Non ci infastidisce un cinema (possibile) della superficie, quanto l’illusione che filmare il tempo sia un aspetto slegato dallo spazio e affidato totalmente alla dilatazione delle azioni, deprivate tra l’altro, di qualsiasi forza performativa.

Non mi si venga a dire che Refn lavora per sottrazione, la sua è una fasulla estetica punk delle più trite; camuffata con la disonestà di certo cinema con il tatuaggio dell’autorialità, toglie e accumula detriti immaginandosi di filmare l’ambiguità della natura umana con un’imbarazzante dinamica soft-core. Drive è in fondo la versione urbana di Valhalla Rising, con il quale condivide la stessa apparenza metafisica e lo stesso gioco di prestigio, quello che sposta volumi, disperde l’accumulo di violenza recuperandola come esplosione improvvisa e che soprattutto, ha una paura fottuta dei corpi.

Quel residuo di lurida brutalità che sopravviveva nel film precedente di Refn viene completamente cancellato in Drive.

Con un testo come quello di Sallis, che avrebbe permesso di sviluppare un’immagine della mutazione tra organico e inorganico, Drive riesce al contrario a collocare su uno sfondo immobile persino la relazione di Gosling con i motori.

Si rimpiange davvero la forza brutale del primo George Miller o la potenza fisica e allo stesso tempo astratta del cinema di Walter Hill, con la sensazione di assistere ad un’incredibile parodia del Driver diretto dal regista americano. Un rivelatore chiaro di un modo di far cinema che si tramuta in “metodo” è l’uso della musica che Refn mette in relazione con le immagini; l’illusione è la stessa, utilizzare il commento sonoro in funzione prevalentemente atmosferica, senza elaborare una filosofia dei suoni che riesca ad essere segno di una trasformazione dello spazio o viceversa.

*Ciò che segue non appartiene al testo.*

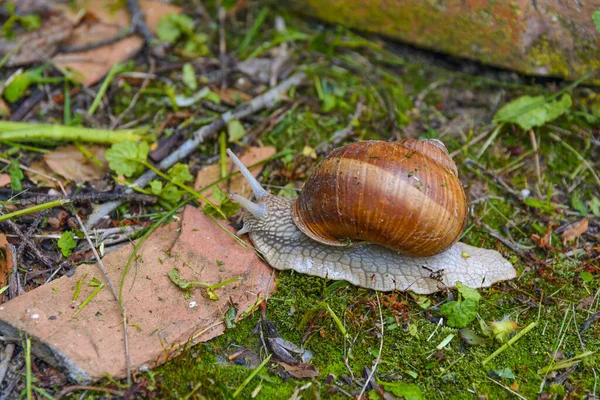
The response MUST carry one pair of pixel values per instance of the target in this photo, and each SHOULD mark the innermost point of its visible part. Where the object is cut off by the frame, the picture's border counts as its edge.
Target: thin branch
(265, 100)
(378, 359)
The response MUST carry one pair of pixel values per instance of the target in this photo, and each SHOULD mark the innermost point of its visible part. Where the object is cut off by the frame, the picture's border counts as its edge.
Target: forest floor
(532, 182)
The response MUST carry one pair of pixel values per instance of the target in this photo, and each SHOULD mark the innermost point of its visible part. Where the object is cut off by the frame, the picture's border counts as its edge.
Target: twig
(222, 46)
(29, 243)
(341, 135)
(138, 21)
(378, 359)
(75, 388)
(122, 34)
(5, 358)
(112, 289)
(538, 169)
(265, 100)
(136, 97)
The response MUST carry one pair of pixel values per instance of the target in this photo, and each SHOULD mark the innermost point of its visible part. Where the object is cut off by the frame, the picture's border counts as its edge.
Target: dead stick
(29, 243)
(265, 100)
(112, 289)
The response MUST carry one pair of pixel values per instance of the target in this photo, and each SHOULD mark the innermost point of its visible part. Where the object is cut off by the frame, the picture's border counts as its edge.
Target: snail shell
(402, 195)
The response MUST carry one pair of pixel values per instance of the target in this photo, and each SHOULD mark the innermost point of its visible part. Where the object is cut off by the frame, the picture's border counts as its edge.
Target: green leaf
(67, 243)
(30, 22)
(127, 158)
(578, 204)
(171, 27)
(586, 276)
(595, 206)
(19, 85)
(180, 173)
(459, 314)
(504, 373)
(155, 187)
(189, 76)
(468, 293)
(527, 111)
(596, 19)
(171, 194)
(536, 203)
(236, 130)
(408, 391)
(16, 176)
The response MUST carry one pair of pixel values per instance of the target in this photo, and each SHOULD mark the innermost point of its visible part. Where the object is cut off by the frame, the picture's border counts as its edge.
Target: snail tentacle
(257, 189)
(259, 211)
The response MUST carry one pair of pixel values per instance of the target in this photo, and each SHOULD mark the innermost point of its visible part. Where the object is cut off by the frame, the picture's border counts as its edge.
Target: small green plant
(29, 22)
(463, 311)
(67, 243)
(127, 158)
(596, 19)
(528, 112)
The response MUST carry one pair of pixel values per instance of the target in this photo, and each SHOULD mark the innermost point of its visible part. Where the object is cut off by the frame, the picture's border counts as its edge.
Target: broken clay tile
(161, 320)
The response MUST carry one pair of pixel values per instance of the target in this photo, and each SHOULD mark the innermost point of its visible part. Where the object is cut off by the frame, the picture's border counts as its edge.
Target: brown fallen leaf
(6, 264)
(300, 371)
(4, 180)
(575, 230)
(70, 163)
(91, 345)
(90, 66)
(39, 45)
(236, 184)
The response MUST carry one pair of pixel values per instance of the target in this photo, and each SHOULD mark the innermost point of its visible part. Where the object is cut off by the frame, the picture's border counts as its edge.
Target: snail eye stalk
(257, 189)
(257, 210)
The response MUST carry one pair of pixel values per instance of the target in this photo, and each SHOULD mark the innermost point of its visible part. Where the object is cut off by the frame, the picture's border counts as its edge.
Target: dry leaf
(544, 241)
(302, 370)
(6, 264)
(237, 184)
(71, 164)
(163, 320)
(4, 180)
(39, 45)
(90, 66)
(576, 230)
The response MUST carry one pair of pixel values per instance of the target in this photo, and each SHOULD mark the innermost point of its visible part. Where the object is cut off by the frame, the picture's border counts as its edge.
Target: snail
(380, 215)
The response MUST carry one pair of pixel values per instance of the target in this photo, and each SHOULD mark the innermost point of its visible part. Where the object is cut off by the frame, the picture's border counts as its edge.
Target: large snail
(381, 215)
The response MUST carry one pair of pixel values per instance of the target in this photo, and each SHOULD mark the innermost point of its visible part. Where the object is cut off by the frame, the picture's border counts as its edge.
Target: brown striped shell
(403, 195)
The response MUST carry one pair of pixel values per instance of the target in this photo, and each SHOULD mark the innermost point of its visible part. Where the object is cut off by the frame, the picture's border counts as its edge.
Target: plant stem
(27, 132)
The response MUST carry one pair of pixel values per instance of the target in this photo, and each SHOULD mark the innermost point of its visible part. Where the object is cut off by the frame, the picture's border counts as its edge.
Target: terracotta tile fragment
(160, 317)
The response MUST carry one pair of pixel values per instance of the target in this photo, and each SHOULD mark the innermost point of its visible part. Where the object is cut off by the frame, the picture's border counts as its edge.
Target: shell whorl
(403, 195)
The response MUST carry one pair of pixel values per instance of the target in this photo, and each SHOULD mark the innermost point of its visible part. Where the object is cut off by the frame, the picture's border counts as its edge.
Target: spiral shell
(403, 195)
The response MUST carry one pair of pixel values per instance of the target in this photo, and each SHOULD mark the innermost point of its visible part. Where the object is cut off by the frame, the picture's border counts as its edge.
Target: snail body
(415, 250)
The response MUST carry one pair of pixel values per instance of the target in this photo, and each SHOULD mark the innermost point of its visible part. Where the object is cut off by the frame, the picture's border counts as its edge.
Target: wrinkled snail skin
(270, 225)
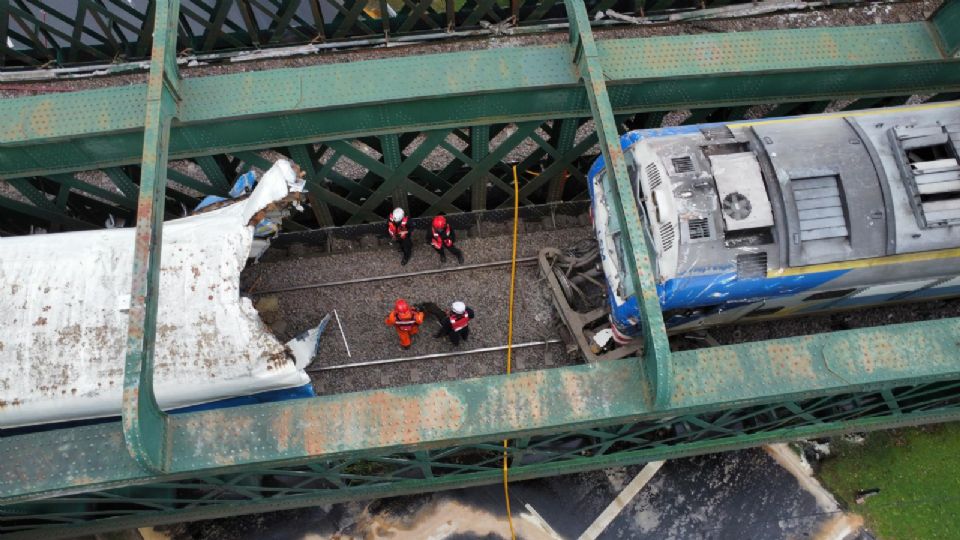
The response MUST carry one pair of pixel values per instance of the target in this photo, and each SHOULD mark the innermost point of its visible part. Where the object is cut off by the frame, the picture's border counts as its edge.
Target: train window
(751, 265)
(725, 148)
(653, 176)
(682, 164)
(666, 235)
(748, 237)
(764, 312)
(827, 295)
(716, 132)
(698, 228)
(929, 153)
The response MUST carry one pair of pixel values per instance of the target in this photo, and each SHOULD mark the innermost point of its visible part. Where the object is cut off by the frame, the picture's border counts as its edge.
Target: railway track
(294, 291)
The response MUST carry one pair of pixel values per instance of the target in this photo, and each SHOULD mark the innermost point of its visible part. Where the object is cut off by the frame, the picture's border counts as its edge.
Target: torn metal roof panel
(63, 322)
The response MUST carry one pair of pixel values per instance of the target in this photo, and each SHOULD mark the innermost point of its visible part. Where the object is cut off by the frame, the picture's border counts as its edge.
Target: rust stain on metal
(283, 429)
(791, 361)
(380, 419)
(40, 120)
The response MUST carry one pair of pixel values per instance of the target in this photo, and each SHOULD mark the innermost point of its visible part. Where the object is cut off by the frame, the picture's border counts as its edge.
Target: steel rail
(433, 356)
(524, 260)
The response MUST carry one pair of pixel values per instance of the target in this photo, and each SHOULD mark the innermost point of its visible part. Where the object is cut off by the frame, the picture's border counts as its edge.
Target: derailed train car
(63, 326)
(788, 216)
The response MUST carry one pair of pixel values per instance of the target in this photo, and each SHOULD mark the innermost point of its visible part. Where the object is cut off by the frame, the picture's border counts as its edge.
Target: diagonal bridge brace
(144, 423)
(638, 270)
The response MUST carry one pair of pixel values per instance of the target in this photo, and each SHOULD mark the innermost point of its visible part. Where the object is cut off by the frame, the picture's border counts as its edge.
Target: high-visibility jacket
(442, 238)
(459, 322)
(405, 322)
(398, 230)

È probabile che Refn non abbia mai ascoltato con attenzione la musica di Fusco in risonanza con le immagini del cinema di Antonioni, non è una considerazione supponente, al contrario proviene da una sensazione di reale stupore di fronte all’utilizzo che il regista Danese fa dei drones di Angelo Badalamenti (tra l’altro, prelevati di peso e senza alcuna modifica da Inland Empire) e di alcuni estratti da Apollo Soundtracks di Brian Eno; a Refn interessa l’arredo, la sensazione immediata, l’addizione tra suono d’ambiente e ambiente, i corpi trattati come figurine ritagliate; niente cambia, respira e si muove.